Elizabeth Technology February 18, 2022

A System of All Yes-s

The systems in place for blockchain only go forward. The decentralized nature of the storage reinforces this, because even with a write-only ledger, you can still re-write the parts you want, get to the part you don’t want, skip that, and continue forward. It’s still not easy – you’re going to have to re-do every transaction that involved the flaw – but it’s possible if there’s only one or two places this ledger exists. Meanwhile, with decentralized storage, you just sort of… can’t. Trying to do so on a big cryptocurrency is nearly impossible. If everyone needs to be updated on what actually happened, then you’re in hell.

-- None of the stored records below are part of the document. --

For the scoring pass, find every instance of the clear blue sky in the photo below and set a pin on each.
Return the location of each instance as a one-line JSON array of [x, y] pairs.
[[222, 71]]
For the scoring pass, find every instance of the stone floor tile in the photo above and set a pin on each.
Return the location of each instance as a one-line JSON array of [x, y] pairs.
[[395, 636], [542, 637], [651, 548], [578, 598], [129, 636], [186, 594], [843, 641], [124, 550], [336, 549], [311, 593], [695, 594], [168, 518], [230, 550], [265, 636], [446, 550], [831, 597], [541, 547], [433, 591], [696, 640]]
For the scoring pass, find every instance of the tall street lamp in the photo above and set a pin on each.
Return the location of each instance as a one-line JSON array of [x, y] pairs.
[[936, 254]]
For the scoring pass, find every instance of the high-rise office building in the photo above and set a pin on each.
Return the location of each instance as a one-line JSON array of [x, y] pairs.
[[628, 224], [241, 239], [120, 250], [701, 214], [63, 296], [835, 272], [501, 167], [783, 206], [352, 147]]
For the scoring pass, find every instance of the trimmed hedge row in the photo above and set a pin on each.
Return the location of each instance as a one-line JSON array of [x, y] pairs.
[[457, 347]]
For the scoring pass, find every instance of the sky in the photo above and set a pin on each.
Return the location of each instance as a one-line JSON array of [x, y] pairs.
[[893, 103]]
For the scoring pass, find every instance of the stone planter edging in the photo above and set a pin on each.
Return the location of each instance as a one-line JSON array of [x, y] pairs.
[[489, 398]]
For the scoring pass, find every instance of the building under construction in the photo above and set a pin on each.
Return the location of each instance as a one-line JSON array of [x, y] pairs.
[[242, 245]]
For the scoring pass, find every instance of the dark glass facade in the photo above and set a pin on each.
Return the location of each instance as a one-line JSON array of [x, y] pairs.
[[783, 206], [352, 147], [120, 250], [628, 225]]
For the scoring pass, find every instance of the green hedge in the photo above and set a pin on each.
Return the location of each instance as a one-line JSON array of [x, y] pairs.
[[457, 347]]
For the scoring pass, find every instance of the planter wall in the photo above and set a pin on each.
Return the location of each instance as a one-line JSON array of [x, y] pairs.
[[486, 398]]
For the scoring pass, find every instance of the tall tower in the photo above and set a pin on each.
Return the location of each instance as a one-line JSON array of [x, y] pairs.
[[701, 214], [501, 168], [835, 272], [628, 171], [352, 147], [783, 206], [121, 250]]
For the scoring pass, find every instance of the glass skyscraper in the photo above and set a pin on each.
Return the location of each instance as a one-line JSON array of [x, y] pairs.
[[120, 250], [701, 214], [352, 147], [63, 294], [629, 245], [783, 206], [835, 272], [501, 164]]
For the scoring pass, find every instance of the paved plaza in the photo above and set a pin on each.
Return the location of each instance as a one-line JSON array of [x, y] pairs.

Even that might not be the worst if the security was better and there wasn’t a need to re-do or undo transactions – however, humans being involved means there definitely is.  

The systems aren’t designed with human failure in mind. It’s very human to fall for scams or to simply misclick, for example. Almost all blockchain based cryptocurrencies have this problem. Every transaction is ‘legal’ because the system says it is, there’s just no way to undo something once it’s done – if something is transferred out, it has to be transferred back, it can’t be untransferred. While that seems like a small distinction, it’s really not! Picture cancelling an Amazon order vs. requesting a refund. Now apply it to a system where there is no centralized authority to make Amazon give you your money back in the case of services not properly rendered, like the bank could. Illegitimate transactions are not recognized as different from legitimate ones, and you can’t just yoink your coin back when somebody fails to deliver their research chemicals.

Forking Hell

When Bitcoin was small and verification was a limited resource, it was possible for forks to occur because the verifiers weren’t keeping up with demand for trades – essentially, someone spends a coin twice (maliciously or mistakenly) and one set of transactions goes on as though spend 1 was legit, and another as if spend 2 was. If these happened at the same time, getting both forks to realign is a nightmare because again, blockchain technology does not like to go backwards. Decentralization hurts here as well for the same reasons it does above – which tine of the fork is the more legitimate one, and what happens to the other one in assimilation?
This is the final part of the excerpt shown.